One of the things I have always loved about listening to music is its ability to transport us to a different time and place. I felt this powerfully when we did a show recently with Fretwork and the great English soprano Emma Kirkby.

Fretwork is a viol consort, the sort of ensemble which was very popular in the Tudor courts of the sixteenth and early seventeenth century. Accordingly, they played us English music from the time of Henry VIII, through the time of Queen Elizabeth (and Shakespeare, of course) and beyond, all the way to the composer of the Reconstruction, Henry Purcell, to whom fell the task of reconstructing music after Cromwell’s revolution.

The historical canvas against which this program was played is vast and colorful — Henry’s reign alone alone could stand as material for an opera (actually, it has, come to think of it.) — Reformation, the Spanish Armada, the beginning of English colonization of the New World, the writing of the King James bible, the Glorious Revolution and beheading of King Charles and Reconstruction. And I’m only touching the high points, or at least, the best known points.
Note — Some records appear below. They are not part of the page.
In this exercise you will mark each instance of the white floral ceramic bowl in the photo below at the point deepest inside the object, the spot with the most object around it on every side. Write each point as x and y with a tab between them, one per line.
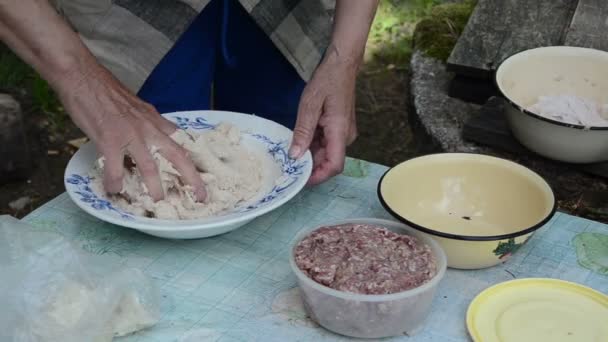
283	178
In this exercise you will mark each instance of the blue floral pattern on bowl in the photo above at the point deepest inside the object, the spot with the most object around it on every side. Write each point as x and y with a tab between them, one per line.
278	150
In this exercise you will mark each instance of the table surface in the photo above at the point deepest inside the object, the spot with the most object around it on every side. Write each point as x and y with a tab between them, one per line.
239	286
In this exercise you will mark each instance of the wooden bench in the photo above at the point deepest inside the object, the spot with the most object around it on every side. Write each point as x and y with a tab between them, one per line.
498	29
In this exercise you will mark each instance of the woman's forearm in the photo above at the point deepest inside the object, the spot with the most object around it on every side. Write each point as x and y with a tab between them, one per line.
352	23
35	32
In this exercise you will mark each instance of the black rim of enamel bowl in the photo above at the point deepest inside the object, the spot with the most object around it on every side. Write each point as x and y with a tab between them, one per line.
458	236
536	116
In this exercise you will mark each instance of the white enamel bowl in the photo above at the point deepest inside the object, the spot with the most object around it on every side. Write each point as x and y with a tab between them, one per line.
283	178
555	70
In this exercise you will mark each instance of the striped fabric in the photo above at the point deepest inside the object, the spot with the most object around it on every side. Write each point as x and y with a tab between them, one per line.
130	37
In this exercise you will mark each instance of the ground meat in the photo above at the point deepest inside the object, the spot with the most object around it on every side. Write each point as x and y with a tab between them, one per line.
365	259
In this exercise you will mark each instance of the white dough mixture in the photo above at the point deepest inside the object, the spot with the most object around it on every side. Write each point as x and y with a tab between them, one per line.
571	109
231	173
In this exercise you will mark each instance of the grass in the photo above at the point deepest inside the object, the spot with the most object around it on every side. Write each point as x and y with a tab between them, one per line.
434	27
438	33
17	77
390	40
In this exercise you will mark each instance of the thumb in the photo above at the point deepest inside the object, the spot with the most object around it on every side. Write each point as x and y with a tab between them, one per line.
309	112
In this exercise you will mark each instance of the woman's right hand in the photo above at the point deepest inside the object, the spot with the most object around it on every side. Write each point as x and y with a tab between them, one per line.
120	124
114	118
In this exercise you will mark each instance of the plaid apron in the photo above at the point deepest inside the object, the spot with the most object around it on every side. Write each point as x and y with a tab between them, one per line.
130	37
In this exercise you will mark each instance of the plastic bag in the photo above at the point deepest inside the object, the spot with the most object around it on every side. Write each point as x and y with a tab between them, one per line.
51	290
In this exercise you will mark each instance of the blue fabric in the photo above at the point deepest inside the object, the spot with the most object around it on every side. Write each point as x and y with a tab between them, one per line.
225	49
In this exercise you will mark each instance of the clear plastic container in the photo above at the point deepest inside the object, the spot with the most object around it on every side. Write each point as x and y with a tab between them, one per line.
370	316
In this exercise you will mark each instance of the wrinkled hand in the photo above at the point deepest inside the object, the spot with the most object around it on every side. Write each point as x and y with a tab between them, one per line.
121	124
326	118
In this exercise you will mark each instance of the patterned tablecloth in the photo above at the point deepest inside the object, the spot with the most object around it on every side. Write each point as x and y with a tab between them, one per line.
239	287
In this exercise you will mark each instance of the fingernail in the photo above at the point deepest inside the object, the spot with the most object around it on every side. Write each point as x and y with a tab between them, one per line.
294	152
201	195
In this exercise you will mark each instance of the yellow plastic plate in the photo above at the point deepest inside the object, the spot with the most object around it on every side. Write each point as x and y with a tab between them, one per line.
538	310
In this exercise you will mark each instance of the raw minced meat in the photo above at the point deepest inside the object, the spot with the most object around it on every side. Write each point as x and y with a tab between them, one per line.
365	259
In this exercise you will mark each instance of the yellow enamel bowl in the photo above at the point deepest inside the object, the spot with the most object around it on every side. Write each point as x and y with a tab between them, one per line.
480	209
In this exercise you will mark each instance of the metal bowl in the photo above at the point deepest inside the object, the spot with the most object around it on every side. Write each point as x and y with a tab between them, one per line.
556	70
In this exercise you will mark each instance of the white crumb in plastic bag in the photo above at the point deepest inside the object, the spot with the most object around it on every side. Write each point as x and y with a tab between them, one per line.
572	109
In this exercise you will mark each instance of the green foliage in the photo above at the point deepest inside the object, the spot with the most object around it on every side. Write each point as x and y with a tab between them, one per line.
437	34
15	76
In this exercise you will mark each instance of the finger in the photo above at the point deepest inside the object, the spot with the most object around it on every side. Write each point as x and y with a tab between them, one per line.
333	158
309	112
352	132
148	170
182	163
113	171
162	123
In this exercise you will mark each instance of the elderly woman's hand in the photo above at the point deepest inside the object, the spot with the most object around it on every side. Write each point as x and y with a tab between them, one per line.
120	124
326	117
I loved hearing Emma Kirkby join these virtuoso gambists in a program which brought together scholarship and deep musicality, melancholy and gaiety, inventive composers and extraordinary poets, drawn together with history and clever detective work to give us ‘Music for a while, (which) shall all your cares beguile.’

Every age needs its poets and musicians to beguile us when times are complicated and challenging. And they always are. Thank heaven, then, for musicians and a singer who make us feel our kinship with our distant ancestors and find solace and harmony in that kinship.

Posted by Bill McGlaughlin at November 21, 2005 5:42 PM

 

Comments

Thank you very much for this program (and others in the same vein, notablely the one mentioned with Ms. Gillespie and Fantasam) with this delightful instrumental grouping; the consort of viols. I have complete concordance with Mr. McGlaughlin's opinion that music never got much better than this. It speaks deeply to both emotion and the mind. I too have been a fan of Ms. Kirkby's voice for quite a while; she sings, not 'warbles'----- excellent! The seventeenth century was a fascinating time with the stirrings of the Enlightenment and the birth of science and the political libertarianisim of the Levelers but this music; while not modern like these other emanations of the time nevertheless strikes a harmonious chord that resonates still in this listeners ear.

By R.R.Schoettker at November 27, 2005 6:46 PM

 

Thanks to Bill for the substantive and wonderful introduction. This program settles it: bring back the Enlightenment, jettison intelligent design (which is surely evidence of devolution).

It's wonderful that Fretwork and Ms. Kirby have taken up the mantel of this music. How else could we be transported to a better time? No wonder Shakespeare had the equanimity to write as he did. "If music be the fruit of...."love, was it?

John Niesyn

By John Niesyn at November 27, 2005 10:21 PM

 

I found this hour utterly beautiful and entrancing. We hadn't known of Emma Kirkby until hearing her a few weeks ago
on your program, one of our favorites, and then became detectives in trying to track down her other recordings. That wasn't hard! Thank you so much for introducing us to her and Fretwork. We are grateful for Saint Paul Sunday Morning each week.